The steamboat Oakes Ames was built in 1868 for the Rutland Railroad by the Napoleon B Proctor Shipyard in Burlington, Vermont. The 244-foot paddle wheeler was built to transport railroad cars from Burlington to Plattsburgh, New York, across Lake Champlain. She was named after Oakes Ames, one of the railroad’s directors.
The Champlain II was renamed and repurposed for passenger service in 1874. The ship was wrecked the following year, on July 16, 1875, when it ran aground after drifting off course while being guided by a pilot under the influence of morphine. Shortly afterwards, a salvage operation removed much of the superstructure, leaving about a third of the wreck in place.

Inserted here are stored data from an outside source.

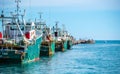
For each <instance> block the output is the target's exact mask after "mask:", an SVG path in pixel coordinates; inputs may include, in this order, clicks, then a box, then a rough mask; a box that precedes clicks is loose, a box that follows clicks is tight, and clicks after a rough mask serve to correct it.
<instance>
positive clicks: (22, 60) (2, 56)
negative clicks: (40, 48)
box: [0, 37, 42, 64]
mask: <svg viewBox="0 0 120 74" xmlns="http://www.w3.org/2000/svg"><path fill="white" fill-rule="evenodd" d="M41 41H42V38H41V37H39V38H38V39H36V41H35V43H34V44H31V45H28V46H19V45H10V44H0V62H2V63H4V62H8V63H21V64H24V63H28V62H32V61H37V60H39V54H40V53H39V51H40V48H39V43H41Z"/></svg>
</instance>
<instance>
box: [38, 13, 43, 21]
mask: <svg viewBox="0 0 120 74" xmlns="http://www.w3.org/2000/svg"><path fill="white" fill-rule="evenodd" d="M38 14H39V15H40V20H42V14H43V13H42V12H39V13H38Z"/></svg>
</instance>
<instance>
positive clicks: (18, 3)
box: [15, 0, 21, 16]
mask: <svg viewBox="0 0 120 74" xmlns="http://www.w3.org/2000/svg"><path fill="white" fill-rule="evenodd" d="M15 3H16V4H17V5H16V7H17V8H16V12H17V16H19V11H20V6H19V3H21V0H15Z"/></svg>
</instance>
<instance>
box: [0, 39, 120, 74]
mask: <svg viewBox="0 0 120 74" xmlns="http://www.w3.org/2000/svg"><path fill="white" fill-rule="evenodd" d="M0 74H120V41H112V40H111V41H96V43H95V44H78V45H74V46H72V48H71V49H70V50H67V51H66V52H57V53H55V55H54V56H52V57H41V59H40V60H39V61H37V62H32V63H29V64H24V65H20V64H0Z"/></svg>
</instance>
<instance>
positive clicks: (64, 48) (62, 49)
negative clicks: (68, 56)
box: [55, 40, 67, 51]
mask: <svg viewBox="0 0 120 74" xmlns="http://www.w3.org/2000/svg"><path fill="white" fill-rule="evenodd" d="M66 50H67V40H65V41H58V42H56V43H55V51H66Z"/></svg>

Lake Champlain is a naturally occurring freshwater lake in North America. It is mostly located between the states of New York and Vermont in the United States, but it also extends north into the Canadian province of Quebec.
Because of the Richelieu River’s connection to the St. Lawrence Seaway and the existence of the Champlain Canal, Lake Champlain is sometimes referred to as “The Sixth Great Lake.”
Champlain II was only covered for fire. The Champlain Transportation Company attempted to recoup some of its losses by salvaging the engines and superstructure, but the submerged stern section was left in place.
Some Dive Info
Depth 15 feet to 35 feet :: good for beginner divers
The bottom is sand-like. To avoid having limited visibility, stay off the bottom.
Due to the presence of zebra mussels, (as visible in the video, above) gloves are required, as is the carrying of a knife for discarded fishing line.
The wreck is located near the New York shore between Barn Rock and Rock Harbour, north of Westport, New York, and across the river from Basin Harbour, Vermont.
The site is now an archaeological site in Essex County, New York, near Lake Champlain. In 1997, it was added to the National Register of Historic Places.